Business Valuations Not Static
Business values are not static and change over time based on financial performance, risk, and market conditions. The value of privately owned businesses are generally illiquid, or not easily converted into cash. This contrasts with the value of other asset classes such as publicly traded stocks or bonds which are liquid and easily converted into cash. The illiquidity of businesses means that business owners can not simply press a button and sell their business (as they would when, say, selling stock in Apple). Businesses typically take 6-12 months to sell, with the length of time often dependent on the return on investment for potential buyers. A professional business broker must value a business in the context of its expected future performance and the current business and economic trends rather than solely on its past success.
Business Valuations Change with Financial Performance
Since there is no liquid market with real time pricing for private businesses, the asking price should incorporate the most recent and up to date financials. Business owners should be comfortable with the asking price for the duration of the listing term (twelve months or less). Raising the asking price during the term of a broker’s listing contract is impermissible since the listing contract sets the maximum asking price, and doing so will turn away already interested prospects. Lowering the asking price during the listing term does happen if the seller decides that doing so will attract more buyers. Business valuations ultimately change based on the long-term financial performance of the business. Other important factors that change business valuations are the tangible assets included in the sale along with the ownership structure of the business.
Annual Financial Statements Justify Changes in Business Valuation
- In order to properly value a business, its adjusted owner benefit must be determined by examining the most recent annual financial statement such as a tax return or twelve month profit and loss statement.
- The adjusted owner benefit is the true and normalized economic profit derived by a working owner of a business.
- This is determined by calculating the Earnings Before Interest, Taxes, Depreciation, and Amortization (EBITDA) and then adding back the owner’s salary, personal expenses of the owner that flowed through the financial statement, and other adjustments to reflect a normalized operating environment.
- Without a proper annual financial statement, an accurate portrayal of the adjusted owner benefit is generally not possible.
- For externally financed deals, lenders typically base their business appraisal in large part on the most recent tax return of the business.
- Tax returns are of course only available every twelve months, and hence business valuations that rely on up to date tax returns change slowly over time.
- Business owners may also produce profit and loss statements from the Trailing Twelve Months (TTM) before their year-end tax return becomes available.
- A TTM profit and loss report may be used for valuation purposes but it is important to remember that lenders require the most recent tax return when appraising a business.
Changes in Tangible Value
Many businesses – especially those in service-related industries such as landscaping or appliance repair – grow their tangible assets over time. A tangible asset is primarily a physical asset with a monetary value which depreciates in value. Examples include equipment, machinery, inventory, and accounts receivable. Tangible assets show up on a company’s balance sheet as either a current asset (convertible into cash within one year) or a long term asset (used by the company for more than one year). Annually reviewing a company’s balance sheet reveals the changing value of tangible assets. Business valuations always take into account a company’s net tangible assets (after liabilities), which is typically the minimum floor of a company’s valuation.
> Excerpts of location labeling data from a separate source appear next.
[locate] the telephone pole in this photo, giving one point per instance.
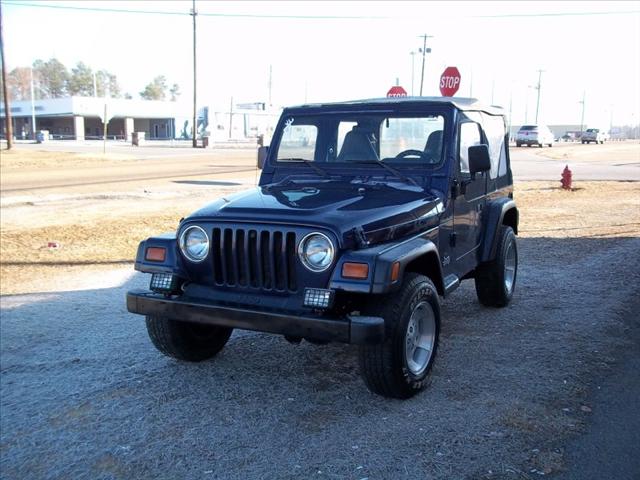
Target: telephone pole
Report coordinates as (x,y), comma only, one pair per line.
(195,125)
(538,87)
(5,90)
(413,71)
(584,94)
(424,50)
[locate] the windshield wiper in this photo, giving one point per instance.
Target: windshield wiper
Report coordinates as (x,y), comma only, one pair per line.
(397,173)
(309,163)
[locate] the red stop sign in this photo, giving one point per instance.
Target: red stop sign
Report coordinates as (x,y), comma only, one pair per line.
(397,91)
(449,82)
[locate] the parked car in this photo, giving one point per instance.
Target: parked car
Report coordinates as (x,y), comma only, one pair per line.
(352,238)
(570,137)
(594,135)
(539,135)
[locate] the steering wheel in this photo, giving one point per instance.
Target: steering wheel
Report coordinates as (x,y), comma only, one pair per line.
(410,153)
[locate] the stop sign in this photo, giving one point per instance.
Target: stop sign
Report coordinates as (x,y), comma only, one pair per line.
(397,91)
(449,82)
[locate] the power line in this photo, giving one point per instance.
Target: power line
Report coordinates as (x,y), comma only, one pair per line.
(202,14)
(298,17)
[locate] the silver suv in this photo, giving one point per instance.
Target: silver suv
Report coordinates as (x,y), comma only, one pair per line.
(594,135)
(539,135)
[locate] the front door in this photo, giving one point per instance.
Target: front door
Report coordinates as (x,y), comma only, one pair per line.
(468,204)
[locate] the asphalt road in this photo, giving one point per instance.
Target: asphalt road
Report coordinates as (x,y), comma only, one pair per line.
(615,161)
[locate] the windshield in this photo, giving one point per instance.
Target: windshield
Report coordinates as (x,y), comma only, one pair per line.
(361,138)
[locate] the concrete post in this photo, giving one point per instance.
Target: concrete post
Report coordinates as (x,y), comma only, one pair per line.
(78,127)
(128,128)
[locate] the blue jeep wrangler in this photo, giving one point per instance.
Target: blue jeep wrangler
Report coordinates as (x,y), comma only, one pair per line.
(366,213)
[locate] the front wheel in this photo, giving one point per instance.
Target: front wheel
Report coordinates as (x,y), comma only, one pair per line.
(398,368)
(496,280)
(192,342)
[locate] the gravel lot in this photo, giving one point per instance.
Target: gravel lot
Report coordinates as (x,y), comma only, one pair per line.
(85,395)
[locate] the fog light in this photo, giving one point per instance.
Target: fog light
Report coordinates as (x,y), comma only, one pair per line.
(318,297)
(164,283)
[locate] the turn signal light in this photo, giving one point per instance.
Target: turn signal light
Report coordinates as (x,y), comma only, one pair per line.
(395,271)
(355,270)
(156,254)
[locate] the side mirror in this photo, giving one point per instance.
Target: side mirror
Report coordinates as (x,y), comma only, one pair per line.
(479,160)
(262,156)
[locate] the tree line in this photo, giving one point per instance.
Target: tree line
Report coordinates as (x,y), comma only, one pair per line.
(52,79)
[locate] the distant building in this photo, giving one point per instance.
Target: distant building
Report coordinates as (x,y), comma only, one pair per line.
(558,130)
(80,118)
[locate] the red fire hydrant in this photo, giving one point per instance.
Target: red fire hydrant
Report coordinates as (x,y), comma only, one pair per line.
(566,178)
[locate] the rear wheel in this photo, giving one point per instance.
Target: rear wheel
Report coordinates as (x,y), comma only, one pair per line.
(496,280)
(399,367)
(192,342)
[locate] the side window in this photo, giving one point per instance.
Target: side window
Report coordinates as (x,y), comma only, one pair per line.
(343,129)
(494,129)
(469,136)
(298,142)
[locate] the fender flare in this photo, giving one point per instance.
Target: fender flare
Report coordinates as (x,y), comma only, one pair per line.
(381,259)
(405,253)
(496,212)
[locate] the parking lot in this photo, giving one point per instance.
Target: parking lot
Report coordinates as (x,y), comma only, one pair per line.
(515,393)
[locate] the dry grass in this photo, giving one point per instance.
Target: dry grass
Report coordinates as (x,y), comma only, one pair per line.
(106,237)
(17,159)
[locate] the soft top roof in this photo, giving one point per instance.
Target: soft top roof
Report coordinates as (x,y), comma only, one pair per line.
(461,103)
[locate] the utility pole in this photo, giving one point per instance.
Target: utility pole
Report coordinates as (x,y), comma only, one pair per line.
(584,94)
(270,84)
(5,90)
(195,112)
(33,109)
(538,87)
(424,50)
(413,70)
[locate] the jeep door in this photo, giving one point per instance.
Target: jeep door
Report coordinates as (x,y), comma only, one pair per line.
(469,198)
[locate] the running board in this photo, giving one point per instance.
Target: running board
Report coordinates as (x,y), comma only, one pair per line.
(451,282)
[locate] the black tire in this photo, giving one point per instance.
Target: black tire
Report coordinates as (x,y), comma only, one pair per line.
(192,342)
(492,287)
(384,367)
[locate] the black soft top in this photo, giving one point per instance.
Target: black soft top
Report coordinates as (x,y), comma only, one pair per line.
(461,103)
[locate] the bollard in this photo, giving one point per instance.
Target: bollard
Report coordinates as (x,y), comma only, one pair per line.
(566,178)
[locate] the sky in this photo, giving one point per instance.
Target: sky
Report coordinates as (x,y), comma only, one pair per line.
(336,51)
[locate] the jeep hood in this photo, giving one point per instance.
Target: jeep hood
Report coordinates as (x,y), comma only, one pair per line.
(357,211)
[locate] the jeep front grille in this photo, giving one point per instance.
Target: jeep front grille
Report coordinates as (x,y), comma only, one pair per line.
(254,258)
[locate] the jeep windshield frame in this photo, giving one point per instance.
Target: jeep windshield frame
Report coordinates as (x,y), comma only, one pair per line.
(336,139)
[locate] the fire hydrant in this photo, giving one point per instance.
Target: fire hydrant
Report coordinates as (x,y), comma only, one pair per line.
(566,178)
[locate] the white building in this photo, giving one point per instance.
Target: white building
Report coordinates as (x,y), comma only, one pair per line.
(80,118)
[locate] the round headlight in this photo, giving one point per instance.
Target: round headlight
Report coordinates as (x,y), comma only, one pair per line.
(194,244)
(316,252)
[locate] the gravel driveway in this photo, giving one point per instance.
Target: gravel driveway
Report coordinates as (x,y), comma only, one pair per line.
(85,395)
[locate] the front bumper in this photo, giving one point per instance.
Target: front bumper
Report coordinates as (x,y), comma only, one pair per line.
(349,329)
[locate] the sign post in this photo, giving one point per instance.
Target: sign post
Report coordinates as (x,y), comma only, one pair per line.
(449,82)
(105,117)
(397,91)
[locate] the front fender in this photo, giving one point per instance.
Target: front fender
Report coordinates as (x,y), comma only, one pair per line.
(496,211)
(381,259)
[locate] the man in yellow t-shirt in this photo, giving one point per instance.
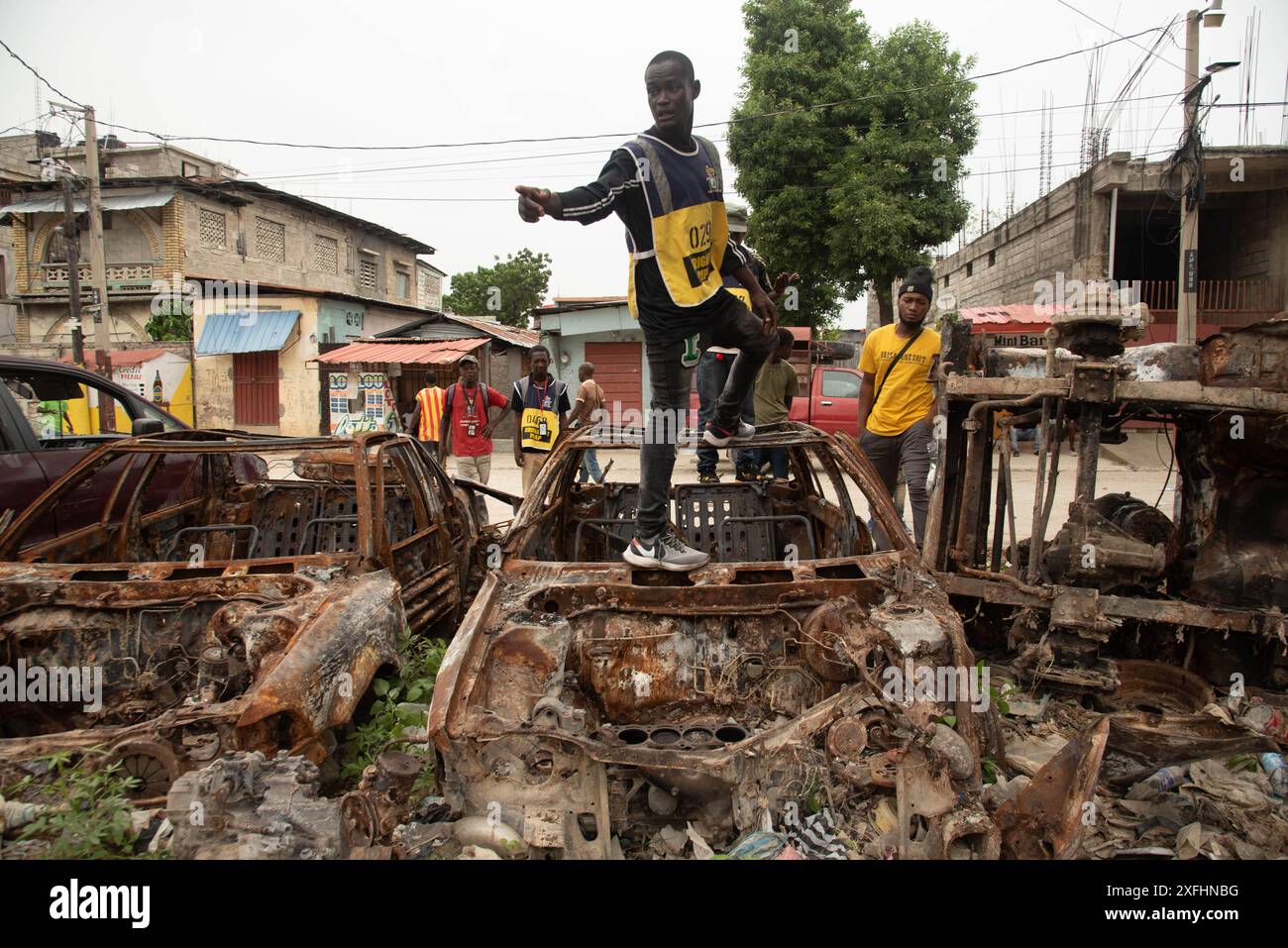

Accounts Receivable Changes Affect Business Valuations
Accounts receivable (A/R) is money owed to a business by a customer or payor for products or services previously rendered. Because A/R has a quantifiable value which can be easily measured, it is considered a tangible asset. Accounts receivable may or may not be included in a business sale. When included in a business sale, A/R is a valuable source of working capital for a buyer as it will provide cash flow after the sale that may be used to fund operating expenses. The changes in A/R over time may be seen from periodic A/R aging reports, which details the length of time each customer’s account is outstanding. Note that increases in A/R may signify that a business has a problem collecting money from its customers, which leads to bad debt.
Ownership Structure Changes Affect Business Valuations
Businesses with passive or absentee owner-operators are generally valued at a premium compared to businesses with active owner-operators. This is particularly the case where active owner-operators have personal relationships with key customers, employees, or suppliers. Buyers are willing to pay a premium for relatively absentee-owned businesses because they are more certain that the business will keep performing at the same level after the seller leaves. They do not need to worry about potential business disruptions and loss of sales once the seller is no longer involved in the business. Over time, business owners can best prepare their business for sale by reducing or eliminating their own active day to day role.
Since privately owned businesses are an illiquid asset class, valuation changes are not reflected in ‘real time.’ Rather, changes in business valuations are primarily dependent upon the annual financial statement, balance sheet, and long-term changes in the operational structure of the business. It is the role of the business broker to price a business properly using the most recent financials, and then to create a liquid selling market as possible by confidentially advertising and showing the business to as many qualified prospects as possible.